Benedict Moor (born 8 February 1969) is an English comedy writer and actor.

==Early life==
Moor was born in Wimbledon and grew up in Whitstable, Kent. He read history at University College, Oxford and graduated in 1990. While at university joined The Oxford Revue after watching the Seven Raymonds perform and first met Richard Herring, Stewart Lee and Al Murray, with whom he later collaborated.

==Career==
Moving to London, Moor wrote sketches for Week Ending and Spitting Image and developed his own work. In 1995 he created Elastic Planet for BBC Radio 4 which populated surreal storytelling with real world personalities such as Patrick Moore and Raymond Baxter. It was narrated by Oliver Postgate.

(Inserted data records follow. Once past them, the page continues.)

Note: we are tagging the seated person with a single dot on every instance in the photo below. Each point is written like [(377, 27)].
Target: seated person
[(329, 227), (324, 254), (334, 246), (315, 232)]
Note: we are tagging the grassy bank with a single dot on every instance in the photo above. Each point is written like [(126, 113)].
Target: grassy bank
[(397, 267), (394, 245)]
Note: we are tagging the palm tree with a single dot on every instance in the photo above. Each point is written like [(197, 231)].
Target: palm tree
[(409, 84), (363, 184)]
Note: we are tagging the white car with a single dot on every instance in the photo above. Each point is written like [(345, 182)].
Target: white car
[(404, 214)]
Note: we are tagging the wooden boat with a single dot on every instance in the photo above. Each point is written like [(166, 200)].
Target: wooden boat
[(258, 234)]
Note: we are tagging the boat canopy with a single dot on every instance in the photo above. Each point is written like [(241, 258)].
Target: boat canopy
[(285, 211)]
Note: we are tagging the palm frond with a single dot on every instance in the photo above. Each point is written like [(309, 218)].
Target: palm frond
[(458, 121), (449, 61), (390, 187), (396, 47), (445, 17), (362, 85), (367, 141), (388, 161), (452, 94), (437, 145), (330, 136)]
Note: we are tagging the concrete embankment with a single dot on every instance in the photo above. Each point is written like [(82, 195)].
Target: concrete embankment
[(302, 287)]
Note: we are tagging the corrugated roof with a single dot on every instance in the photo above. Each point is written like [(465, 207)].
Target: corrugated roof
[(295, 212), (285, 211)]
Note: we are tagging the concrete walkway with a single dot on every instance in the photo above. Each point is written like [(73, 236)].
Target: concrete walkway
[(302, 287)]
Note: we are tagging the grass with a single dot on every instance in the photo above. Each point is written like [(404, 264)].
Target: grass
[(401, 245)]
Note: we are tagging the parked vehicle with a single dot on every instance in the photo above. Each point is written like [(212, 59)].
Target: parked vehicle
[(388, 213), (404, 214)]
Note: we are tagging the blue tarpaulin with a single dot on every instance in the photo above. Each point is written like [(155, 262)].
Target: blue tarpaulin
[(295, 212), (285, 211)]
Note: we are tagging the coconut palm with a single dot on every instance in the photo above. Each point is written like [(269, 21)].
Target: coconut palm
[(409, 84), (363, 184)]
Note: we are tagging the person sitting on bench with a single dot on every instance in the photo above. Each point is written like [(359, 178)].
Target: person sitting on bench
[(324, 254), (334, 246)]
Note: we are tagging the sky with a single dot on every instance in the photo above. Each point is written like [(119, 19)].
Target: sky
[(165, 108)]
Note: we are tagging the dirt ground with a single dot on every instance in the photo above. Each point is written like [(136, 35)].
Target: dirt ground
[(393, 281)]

Moor's television credits include a clown in Knowing Me, Knowing You... with Alan Partridge, a quiz participant in Time Gentlemen Please and various roles in Fist of Fun and ITV's Planet Mirth. In cinema, he played the part of Andolini in Lasse Hallström's 2005 movie, Casanova.

In 2000, Moor played Lord John Dervis in the Bristol Old Vic and West End production of A Busy Day by Fanny Burney. His one-man shows include A Supercollider for the Family, Poppy Day and My Last Week With Modolia.

In 2001 Moor wrote and performed in Three Wishes with Janice Phayre, directed, as many of his shows have been, by Erica Whyman. In 2004 he adapted Black Cocktail, a novella by Jonathan Carroll, and performed it at the Edinburgh Fringe. His play Coelacanth, adapted from the stage one-man show performed at the Edinburgh Fringe of 2005, was broadcast on BBC Radio 4 in October 2006.

Between 2006 and 2009 he created for BBC Radio 7 three series of Undone, a sci-fi comedy in which he also played the role of Tankerton Slopes. He also appeared in and wrote for the BBC Radio 4 sketch show Laura Solon: Talking and Not Talking.

Moor's journalism work has appeared in newspapers and magazines such as The Guardian, The Observer and The Idler.

In 2009, Portobello Books published More Trees to Climb, a book collecting three of Moor's one man shows; Coelacanth, Not Everything Is Significant and A Supercollider for the Family. They are presented in prose as three separate short stories.

In June 2021, he appeared in an episode of the BBC soap opera Doctors as Paul Brooks.